Rheos Mirroring Service

In addition to Kafka’s cluster replication, Rheos Mirroring Service provides high data availability and integrity by mirroring data from source cluster to one or more target clusters. Built around Kafka’s MirrorMaker, the service is used to set up MirrorMaker instances and mirror a group of topics from one cluster to another via a REST API. Through the API, one can start and stop the mirroring of a topic group.

Rheos Mirroring Service consists of these key components:

  • Asset Agent is co-located on a mirroring compute node and responsible for reporting heartbeat metrics to a State Store.
  • Mirror Manager is a REST service that starts and stops the mirroring of a topic group. It is equipped with the intelligence to properly distribute the MirrorMaker instances across the cluster based on a distribution strategy.
  • Configurator is an Ansible playbook that resides on each MirrorMaker node. It is responsible for these functions:
    • Creating the required Kafka producer/consumer properties for a topic group
    • Creating the required directory structure for the instance along with the supervisor configuration
    • Starting or stopping the MirrorMaker instance based on the given source to target mirroring configuration
  • Mirror Bootstrap is a thin Java wrapper that registers and deregisters the MirrorMaker instance in the State Store prior to interacting with the underlying Mirror Maker instance. This allows us to capture the physical and the logical data mirroring activities.

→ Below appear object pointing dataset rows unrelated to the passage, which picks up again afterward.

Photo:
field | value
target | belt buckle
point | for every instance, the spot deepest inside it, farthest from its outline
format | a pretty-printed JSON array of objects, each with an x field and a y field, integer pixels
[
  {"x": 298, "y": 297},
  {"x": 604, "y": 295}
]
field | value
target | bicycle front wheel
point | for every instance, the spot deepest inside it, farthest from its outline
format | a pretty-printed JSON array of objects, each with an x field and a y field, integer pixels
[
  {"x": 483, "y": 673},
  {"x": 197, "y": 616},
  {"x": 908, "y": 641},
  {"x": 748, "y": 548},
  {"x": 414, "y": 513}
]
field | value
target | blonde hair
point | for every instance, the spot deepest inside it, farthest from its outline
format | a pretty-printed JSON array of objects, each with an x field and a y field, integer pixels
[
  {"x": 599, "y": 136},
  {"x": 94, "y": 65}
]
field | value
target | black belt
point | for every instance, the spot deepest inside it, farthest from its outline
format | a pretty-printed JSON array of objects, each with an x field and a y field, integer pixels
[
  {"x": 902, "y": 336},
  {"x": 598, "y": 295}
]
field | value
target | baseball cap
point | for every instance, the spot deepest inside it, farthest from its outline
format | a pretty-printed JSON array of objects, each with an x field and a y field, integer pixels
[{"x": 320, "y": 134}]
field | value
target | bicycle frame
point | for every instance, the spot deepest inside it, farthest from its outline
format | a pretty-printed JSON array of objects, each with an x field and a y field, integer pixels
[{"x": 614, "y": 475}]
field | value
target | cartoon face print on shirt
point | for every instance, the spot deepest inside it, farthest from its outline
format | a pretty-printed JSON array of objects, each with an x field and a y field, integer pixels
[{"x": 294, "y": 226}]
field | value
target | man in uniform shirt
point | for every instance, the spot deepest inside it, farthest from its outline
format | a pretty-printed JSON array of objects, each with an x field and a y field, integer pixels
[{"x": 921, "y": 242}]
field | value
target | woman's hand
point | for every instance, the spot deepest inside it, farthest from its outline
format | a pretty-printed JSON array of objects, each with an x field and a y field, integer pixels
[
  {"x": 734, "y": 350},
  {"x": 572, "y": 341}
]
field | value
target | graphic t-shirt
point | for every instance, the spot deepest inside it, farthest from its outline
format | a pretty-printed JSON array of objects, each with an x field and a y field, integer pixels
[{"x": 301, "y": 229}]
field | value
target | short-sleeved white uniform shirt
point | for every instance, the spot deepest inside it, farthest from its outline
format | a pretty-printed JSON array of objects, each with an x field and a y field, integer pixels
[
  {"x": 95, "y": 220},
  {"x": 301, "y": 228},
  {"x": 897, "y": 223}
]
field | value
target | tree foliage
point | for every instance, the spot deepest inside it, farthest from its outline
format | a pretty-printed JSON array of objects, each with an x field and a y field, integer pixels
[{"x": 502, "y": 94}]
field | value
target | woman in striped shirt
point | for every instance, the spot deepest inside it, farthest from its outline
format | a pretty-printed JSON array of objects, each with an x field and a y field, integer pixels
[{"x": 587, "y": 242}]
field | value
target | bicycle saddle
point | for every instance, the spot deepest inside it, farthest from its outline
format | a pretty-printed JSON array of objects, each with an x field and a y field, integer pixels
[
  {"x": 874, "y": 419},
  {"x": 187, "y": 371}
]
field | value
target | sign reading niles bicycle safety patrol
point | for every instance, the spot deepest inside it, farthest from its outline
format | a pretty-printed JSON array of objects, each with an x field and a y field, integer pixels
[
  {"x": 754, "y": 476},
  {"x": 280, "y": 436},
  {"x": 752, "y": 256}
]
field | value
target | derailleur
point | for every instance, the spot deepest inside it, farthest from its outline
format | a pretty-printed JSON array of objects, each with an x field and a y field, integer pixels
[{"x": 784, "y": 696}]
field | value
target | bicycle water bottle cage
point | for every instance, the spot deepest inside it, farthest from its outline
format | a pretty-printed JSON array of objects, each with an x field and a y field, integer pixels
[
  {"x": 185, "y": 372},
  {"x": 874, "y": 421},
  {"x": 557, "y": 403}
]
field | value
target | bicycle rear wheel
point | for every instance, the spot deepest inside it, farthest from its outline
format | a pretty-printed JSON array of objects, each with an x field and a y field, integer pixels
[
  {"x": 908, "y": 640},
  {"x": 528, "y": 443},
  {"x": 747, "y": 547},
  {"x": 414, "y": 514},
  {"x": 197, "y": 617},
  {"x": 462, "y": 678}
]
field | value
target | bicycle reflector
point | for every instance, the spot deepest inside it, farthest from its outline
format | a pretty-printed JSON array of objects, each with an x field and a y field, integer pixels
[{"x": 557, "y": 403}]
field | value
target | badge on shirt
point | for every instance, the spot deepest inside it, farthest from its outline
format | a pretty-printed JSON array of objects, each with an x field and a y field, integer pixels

Using the Mirroring Service to achieve high availability

As shown below, data can be mirrored from one region or availability zone to one or more regions or availability zones for highly availablity reasons. To do that, MirrorMaker instances are set up in the target locations to consume data from a source cluster and subsequently publish to target clusters.

Using the Mirroring Service to move data across security zones

In addition, Data Mirroring is used to provide data movement from one security zone to another. As shown below, MirrorMaker instances are set up in the target security zone to consume data from the source security zone over a TLS connection and subsequently publish the received data to the target clusters.

How to access Kafka securely?

To acquire a broker connection, a Rheos client must be authenticated by the eBay Identity Service via the Kafka SASL mechanism. Upon authentication, the client is then further authorized through Kafka’s default pluggable Authorizer via Zookeeper.

In some cases, such as moving data across security zones, TLS is also enabled at the connection level.

Conclusion

Rheos has opened a new chapter in many aspects at eBay.  With Rheos, eBay data can now be securely extracted and moved from a data store, application, or other source to one or more locations in a real-time manner.  Stream processing has opened up new possibilities for eBay businesses, fraud detection, monitoring, analytics, and more at eBay.